– Надо отметить.
Паша кинул пачку купюр из своего кошелька и на незаданный вопрос бармена кивнул. Тот начал творить магию алкогольного искусства. Коля в очередной раз завороженно смотрел за работой Самсона: ни одного лишнего движения, при этом все плавно, как в танце.

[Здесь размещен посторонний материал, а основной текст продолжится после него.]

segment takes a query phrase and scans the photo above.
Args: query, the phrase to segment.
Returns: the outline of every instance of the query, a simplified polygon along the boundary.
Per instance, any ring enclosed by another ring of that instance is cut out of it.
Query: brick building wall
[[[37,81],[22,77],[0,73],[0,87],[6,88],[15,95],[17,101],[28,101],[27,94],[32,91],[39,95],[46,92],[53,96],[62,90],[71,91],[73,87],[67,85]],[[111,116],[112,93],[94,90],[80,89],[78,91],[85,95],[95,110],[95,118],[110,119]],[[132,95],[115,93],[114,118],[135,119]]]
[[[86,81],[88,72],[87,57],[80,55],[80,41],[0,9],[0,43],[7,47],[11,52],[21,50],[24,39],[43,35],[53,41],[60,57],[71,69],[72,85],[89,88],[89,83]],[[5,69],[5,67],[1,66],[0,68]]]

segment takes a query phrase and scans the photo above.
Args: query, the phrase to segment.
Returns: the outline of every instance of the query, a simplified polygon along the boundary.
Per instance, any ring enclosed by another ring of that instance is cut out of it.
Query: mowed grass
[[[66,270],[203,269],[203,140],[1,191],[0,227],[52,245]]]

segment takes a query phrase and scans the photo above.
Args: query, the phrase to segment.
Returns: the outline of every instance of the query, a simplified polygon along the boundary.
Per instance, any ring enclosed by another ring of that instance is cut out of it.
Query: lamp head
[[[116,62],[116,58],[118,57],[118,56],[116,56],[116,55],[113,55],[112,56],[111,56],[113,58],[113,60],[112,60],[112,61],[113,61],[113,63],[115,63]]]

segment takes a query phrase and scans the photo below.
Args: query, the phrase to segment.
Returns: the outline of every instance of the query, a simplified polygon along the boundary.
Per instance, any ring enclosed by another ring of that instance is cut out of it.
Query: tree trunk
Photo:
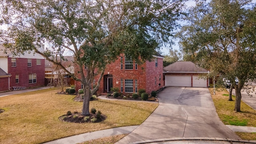
[[[233,91],[233,88],[234,86],[233,85],[231,84],[230,88],[229,89],[229,99],[228,99],[228,101],[233,101],[232,99],[232,91]]]
[[[236,90],[236,102],[235,102],[235,111],[236,112],[240,112],[240,107],[241,106],[241,99],[242,95],[241,94],[241,88],[238,86],[235,87]]]
[[[86,116],[90,114],[89,108],[90,106],[90,100],[91,95],[90,91],[90,86],[89,85],[85,85],[85,88],[84,92],[84,100],[83,101],[83,109],[82,115]]]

Волосы Самсона были под стать его библейскому предшественнику. Доходили они практически до пояса. Смолянисто-черные, блестевшие на отсвете и сводившие с ума десятки девушек и женщин. Самсон был не то чтобы красавцем, скорее симпатичным пареньком спортивной внешности. Это вкупе с холодной харизмой, начитанностью и профессией бармена открывало путь в любую компанию. Так что главным информатором о делах в городе был именно Самсон.

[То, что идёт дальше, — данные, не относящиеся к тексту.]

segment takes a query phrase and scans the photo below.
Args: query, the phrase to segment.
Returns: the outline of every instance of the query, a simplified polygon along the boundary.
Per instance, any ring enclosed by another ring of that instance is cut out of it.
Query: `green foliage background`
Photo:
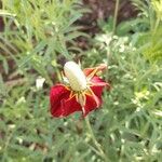
[[[76,0],[2,0],[0,161],[162,161],[162,2],[132,1],[136,18],[116,28],[116,16],[98,22],[102,32],[91,39],[75,25],[89,12]],[[77,46],[80,36],[92,49]],[[49,112],[62,59],[81,56],[82,67],[107,63],[103,77],[111,84],[91,125],[78,113],[53,119]],[[45,84],[38,90],[39,77]]]

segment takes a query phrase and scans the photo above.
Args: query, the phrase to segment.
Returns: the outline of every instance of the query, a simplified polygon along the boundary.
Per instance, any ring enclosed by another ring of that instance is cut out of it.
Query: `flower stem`
[[[117,18],[118,18],[118,10],[119,10],[119,1],[120,0],[116,0],[116,8],[114,8],[114,17],[113,17],[113,29],[112,29],[112,33],[116,33],[116,26],[117,26]]]
[[[106,157],[106,154],[104,153],[100,144],[96,140],[95,135],[94,135],[94,133],[93,133],[93,131],[92,131],[89,117],[85,118],[85,123],[86,123],[89,133],[90,133],[90,135],[91,135],[91,138],[92,138],[94,145],[96,146],[96,148],[98,149],[100,157],[107,162],[107,161],[108,161],[108,160],[107,160],[107,157]]]

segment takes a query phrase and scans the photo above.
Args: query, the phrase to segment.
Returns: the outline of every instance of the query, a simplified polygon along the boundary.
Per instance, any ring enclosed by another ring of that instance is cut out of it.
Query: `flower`
[[[104,87],[110,87],[97,76],[97,72],[105,68],[106,65],[102,64],[82,71],[75,62],[67,62],[63,77],[65,84],[56,84],[51,87],[52,116],[67,117],[76,111],[82,111],[85,117],[90,111],[99,108]]]

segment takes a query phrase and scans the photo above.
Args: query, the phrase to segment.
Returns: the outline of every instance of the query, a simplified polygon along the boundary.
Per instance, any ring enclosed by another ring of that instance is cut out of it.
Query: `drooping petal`
[[[53,117],[66,117],[75,111],[81,111],[81,106],[76,97],[70,98],[71,91],[63,84],[57,84],[51,89],[50,102]]]
[[[100,107],[100,105],[102,105],[102,99],[98,98],[95,94],[86,95],[86,102],[85,102],[85,106],[84,106],[83,116],[85,117],[92,110],[95,110],[98,107]]]
[[[92,78],[93,76],[96,75],[96,72],[103,71],[104,69],[106,69],[106,67],[107,67],[106,64],[100,64],[99,66],[94,67],[94,68],[85,68],[83,72],[86,76],[86,78]]]

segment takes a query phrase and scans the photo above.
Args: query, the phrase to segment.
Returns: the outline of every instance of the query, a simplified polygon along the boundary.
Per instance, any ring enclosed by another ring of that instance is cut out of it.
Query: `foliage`
[[[77,1],[2,0],[0,161],[162,161],[161,14],[156,0],[132,1],[139,15],[120,23],[116,35],[111,17],[100,23],[102,33],[83,52],[75,41],[86,35],[75,22],[86,10]],[[64,59],[80,52],[84,67],[108,64],[111,84],[91,125],[78,113],[52,119],[49,112],[50,86],[60,81]]]

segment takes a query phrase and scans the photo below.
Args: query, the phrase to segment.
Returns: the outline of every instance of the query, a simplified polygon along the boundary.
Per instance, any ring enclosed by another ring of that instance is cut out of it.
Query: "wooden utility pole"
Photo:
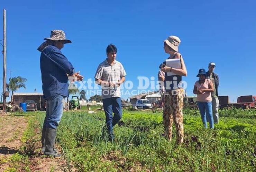
[[[3,9],[3,112],[6,110],[6,10]]]

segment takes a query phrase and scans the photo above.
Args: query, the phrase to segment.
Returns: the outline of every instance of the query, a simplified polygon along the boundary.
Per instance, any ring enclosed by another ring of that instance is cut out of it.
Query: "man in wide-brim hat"
[[[68,76],[82,80],[83,76],[75,73],[71,63],[60,50],[64,44],[71,43],[61,30],[52,31],[49,38],[37,50],[41,52],[40,66],[43,98],[46,100],[46,115],[42,130],[42,152],[54,158],[61,157],[54,149],[57,128],[62,115],[64,99],[68,97]]]

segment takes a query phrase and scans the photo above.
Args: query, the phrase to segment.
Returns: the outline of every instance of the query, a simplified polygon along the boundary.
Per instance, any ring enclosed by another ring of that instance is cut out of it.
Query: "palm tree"
[[[12,77],[9,78],[9,83],[6,84],[6,88],[9,92],[11,92],[11,101],[13,101],[13,93],[21,88],[26,88],[26,85],[24,83],[27,80],[25,78],[22,78],[20,76],[17,77]]]
[[[73,94],[76,94],[79,93],[79,90],[78,89],[77,87],[75,88],[74,87],[75,87],[75,85],[73,85],[73,89],[68,89],[68,95],[72,95]],[[67,111],[69,109],[69,102],[68,102],[68,97],[67,97],[67,107],[66,109]]]

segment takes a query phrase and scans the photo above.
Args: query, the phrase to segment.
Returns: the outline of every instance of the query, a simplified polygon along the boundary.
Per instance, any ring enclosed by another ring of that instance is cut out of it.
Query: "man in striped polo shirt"
[[[99,65],[94,76],[96,83],[101,86],[107,127],[111,142],[114,139],[113,128],[122,118],[120,86],[125,82],[126,75],[122,64],[116,60],[117,52],[114,45],[108,46],[107,58]]]

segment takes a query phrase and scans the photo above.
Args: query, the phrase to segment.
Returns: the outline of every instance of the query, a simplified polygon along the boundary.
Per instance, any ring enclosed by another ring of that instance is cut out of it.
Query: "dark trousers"
[[[113,128],[122,118],[122,103],[121,98],[111,97],[102,100],[103,107],[106,116],[107,127],[110,139],[113,140],[114,136]],[[114,112],[113,117],[112,113]]]

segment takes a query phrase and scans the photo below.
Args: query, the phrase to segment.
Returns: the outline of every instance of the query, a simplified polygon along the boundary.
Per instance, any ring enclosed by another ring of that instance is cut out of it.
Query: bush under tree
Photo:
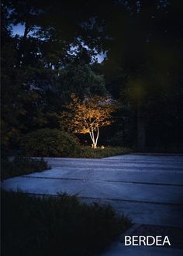
[[[26,156],[68,157],[78,148],[78,143],[68,133],[57,129],[40,129],[26,134],[22,140]]]

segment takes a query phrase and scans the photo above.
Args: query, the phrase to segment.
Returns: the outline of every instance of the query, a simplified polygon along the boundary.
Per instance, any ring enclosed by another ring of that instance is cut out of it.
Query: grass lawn
[[[75,196],[2,192],[2,256],[97,255],[130,225],[110,206]]]

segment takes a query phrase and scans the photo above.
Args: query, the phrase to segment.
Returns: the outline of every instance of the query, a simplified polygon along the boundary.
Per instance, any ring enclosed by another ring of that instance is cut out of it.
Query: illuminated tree
[[[74,133],[89,133],[92,140],[92,147],[96,148],[99,137],[99,127],[112,123],[111,113],[114,104],[107,97],[95,96],[81,101],[75,95],[66,106],[62,113],[64,126]]]

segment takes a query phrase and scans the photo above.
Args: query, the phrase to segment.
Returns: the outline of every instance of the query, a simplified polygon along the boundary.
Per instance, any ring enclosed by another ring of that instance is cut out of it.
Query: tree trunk
[[[137,150],[140,152],[146,150],[146,122],[142,107],[137,107]]]
[[[96,133],[95,137],[95,132],[94,132],[93,129],[92,129],[89,134],[90,134],[90,137],[92,140],[92,148],[97,148],[97,143],[98,143],[98,136],[99,136],[99,128],[97,127],[97,133]]]

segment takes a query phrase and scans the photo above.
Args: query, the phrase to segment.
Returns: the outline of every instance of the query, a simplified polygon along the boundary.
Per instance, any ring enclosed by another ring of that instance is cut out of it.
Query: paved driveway
[[[128,154],[103,159],[46,158],[52,169],[2,186],[31,194],[76,194],[110,203],[136,223],[183,227],[183,156]]]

– Кажется, вы только что продали свои души. – Бармен поставил первые стопки.
– Брось. В наше время – не такие уж и большие деньги.
– Не такие большие для… Не для нас, в общем, кто на тридцать-сорок тысяч жить пытается. У Жени, спорю, после вычета лекарств еще меньше.

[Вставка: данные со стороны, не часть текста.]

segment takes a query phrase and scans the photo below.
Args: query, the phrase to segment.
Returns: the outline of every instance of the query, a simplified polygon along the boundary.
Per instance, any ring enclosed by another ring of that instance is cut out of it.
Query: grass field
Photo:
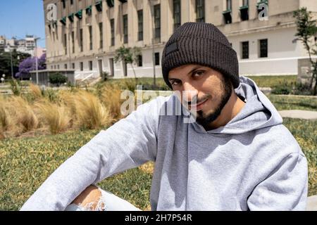
[[[285,119],[304,152],[309,167],[309,195],[317,194],[317,121]],[[0,141],[0,210],[17,210],[68,158],[98,133],[75,131]],[[149,209],[152,165],[108,178],[100,186],[137,207]]]

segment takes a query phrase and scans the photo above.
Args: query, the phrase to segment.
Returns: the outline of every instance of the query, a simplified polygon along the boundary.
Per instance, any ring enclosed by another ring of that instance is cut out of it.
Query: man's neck
[[[215,129],[220,127],[223,127],[232,120],[241,111],[245,103],[242,101],[232,89],[231,96],[227,104],[223,108],[219,117],[209,124],[208,129]]]

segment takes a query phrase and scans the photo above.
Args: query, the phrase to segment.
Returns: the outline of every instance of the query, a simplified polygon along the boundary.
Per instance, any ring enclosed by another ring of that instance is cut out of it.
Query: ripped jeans
[[[113,193],[102,190],[99,187],[98,187],[98,189],[101,193],[101,197],[94,211],[142,211],[129,202]],[[65,209],[65,211],[92,211],[92,205],[87,204],[81,206],[72,203]]]

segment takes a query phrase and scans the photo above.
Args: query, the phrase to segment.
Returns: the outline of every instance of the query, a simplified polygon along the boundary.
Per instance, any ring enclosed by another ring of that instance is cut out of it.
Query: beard
[[[231,89],[231,82],[226,77],[223,79],[222,87],[223,92],[220,96],[220,102],[217,105],[215,110],[208,115],[204,115],[202,110],[197,112],[196,121],[204,127],[208,127],[211,122],[215,121],[219,117],[222,110],[231,96],[232,92]]]

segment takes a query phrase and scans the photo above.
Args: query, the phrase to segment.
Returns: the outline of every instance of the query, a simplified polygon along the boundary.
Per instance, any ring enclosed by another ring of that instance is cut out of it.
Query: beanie
[[[237,53],[227,37],[213,24],[186,22],[176,29],[166,43],[162,55],[162,72],[166,83],[173,68],[187,64],[198,64],[214,69],[239,86],[239,64]]]

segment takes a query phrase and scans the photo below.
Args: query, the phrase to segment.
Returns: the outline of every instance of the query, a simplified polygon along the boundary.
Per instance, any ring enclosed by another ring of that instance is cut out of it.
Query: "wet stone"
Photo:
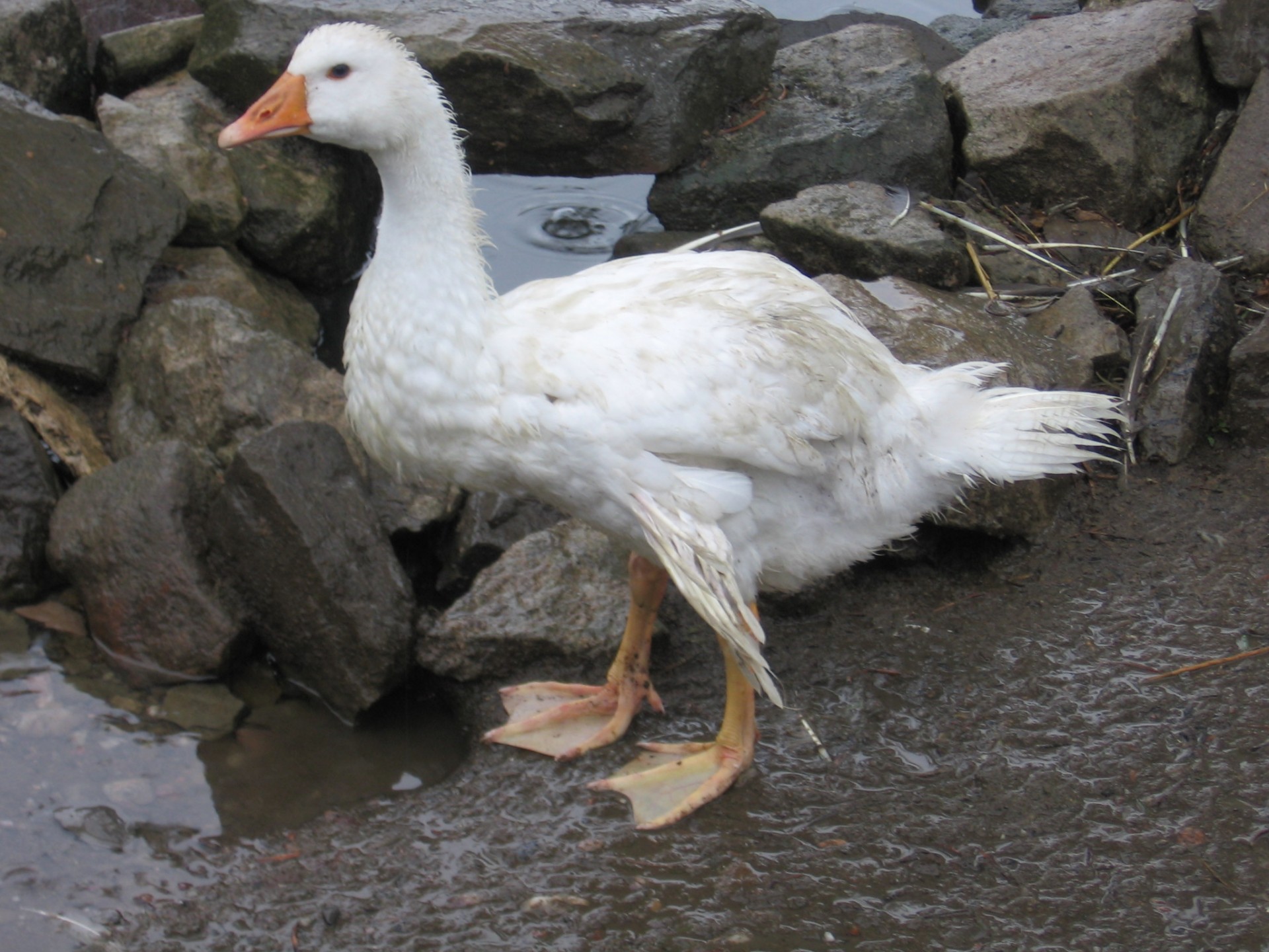
[[[607,660],[626,623],[627,557],[576,519],[534,532],[477,575],[438,622],[420,619],[415,659],[459,680],[506,677],[543,658]]]
[[[44,545],[57,496],[39,438],[0,400],[0,604],[29,602],[47,583]]]
[[[964,244],[933,216],[897,201],[882,185],[851,182],[816,185],[763,209],[763,231],[783,258],[807,274],[845,274],[864,281],[896,275],[957,288],[970,277]]]
[[[1128,366],[1128,335],[1098,310],[1088,288],[1071,288],[1043,311],[1028,315],[1027,326],[1088,359],[1093,376],[1084,386]]]
[[[145,23],[107,33],[98,41],[95,77],[98,89],[126,96],[183,69],[198,34],[202,14]]]
[[[29,647],[30,631],[25,619],[0,609],[0,655],[24,655]]]
[[[1185,458],[1216,425],[1239,333],[1225,277],[1185,258],[1137,292],[1133,354],[1148,353],[1178,291],[1154,367],[1140,399],[1128,407],[1142,452],[1169,463]]]
[[[1230,428],[1254,443],[1269,440],[1269,322],[1230,352]]]
[[[1084,198],[1146,223],[1174,199],[1214,112],[1193,18],[1159,0],[1032,20],[975,47],[939,72],[964,161],[1000,202]]]
[[[1269,154],[1269,70],[1251,88],[1194,211],[1194,240],[1213,260],[1244,255],[1250,272],[1269,270],[1269,211],[1264,157]]]
[[[63,806],[53,811],[57,825],[80,839],[122,850],[128,825],[108,806]]]
[[[907,30],[868,23],[794,43],[777,53],[770,89],[657,176],[648,207],[665,227],[741,225],[825,182],[948,189],[947,107]]]
[[[100,385],[185,197],[100,132],[28,105],[0,95],[0,348]]]
[[[412,593],[332,426],[286,423],[244,443],[208,526],[288,678],[349,720],[401,680]]]
[[[181,684],[164,696],[159,716],[204,737],[218,737],[233,730],[245,710],[223,684]]]
[[[239,644],[241,607],[206,564],[214,484],[204,453],[166,440],[80,480],[53,512],[49,561],[135,677],[214,674]]]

Паша осушил пяток шотов, глубоко вдохнул, казалось, даже покрасневшими глазами, и присоединился к разговору.
– Самми, забей. Все отлично будет. Пара фронтменов, барыши от аренды площадок всяких аквагримов… Тема-то годная, фестиваль нужен. Тем более не на Байкале, а в городе будет. Проходимость.
– Да я не спорю, что нужен, просто… Пока не поздно, можно же вернуть деньги.
– Уже не можно. – Паша решил шлифануть шоты «черным русским». – Скажут, что руки пожали, дело запустили, должны отдать с процентами.
– Значит, Рубикон пройден. Будем! – Поднятые кубки ударились друг об друга.
Коля рассудил, что наличка и конкретный итог даже лучше. Гранты-субсидии требуют много бумажной волокиты и нервов. За каждую копейку, за каждый купленный карандаш надо отчитываться. А здесь – просто дай результат. Свободы больше, но и ответственности… Зато проект не окупается на этапе подготовки. Это тоже важно. Большая беда творческих союзов, которые живут на членские взносы и бюджетные деньги, – что они финансово не заинтересованы в своем творчестве.
Когда наступила темнота, Коля с Кантом сидели, свесив ноги, на ведущем в Глазковское предместье мосту. Рядом с каждым стояло по бутылке вина.
– Господи, как хорошо-то…
– Ух ты – Кант, и радуется.
– Да мрак, если честно, но… Живым себя чувствую.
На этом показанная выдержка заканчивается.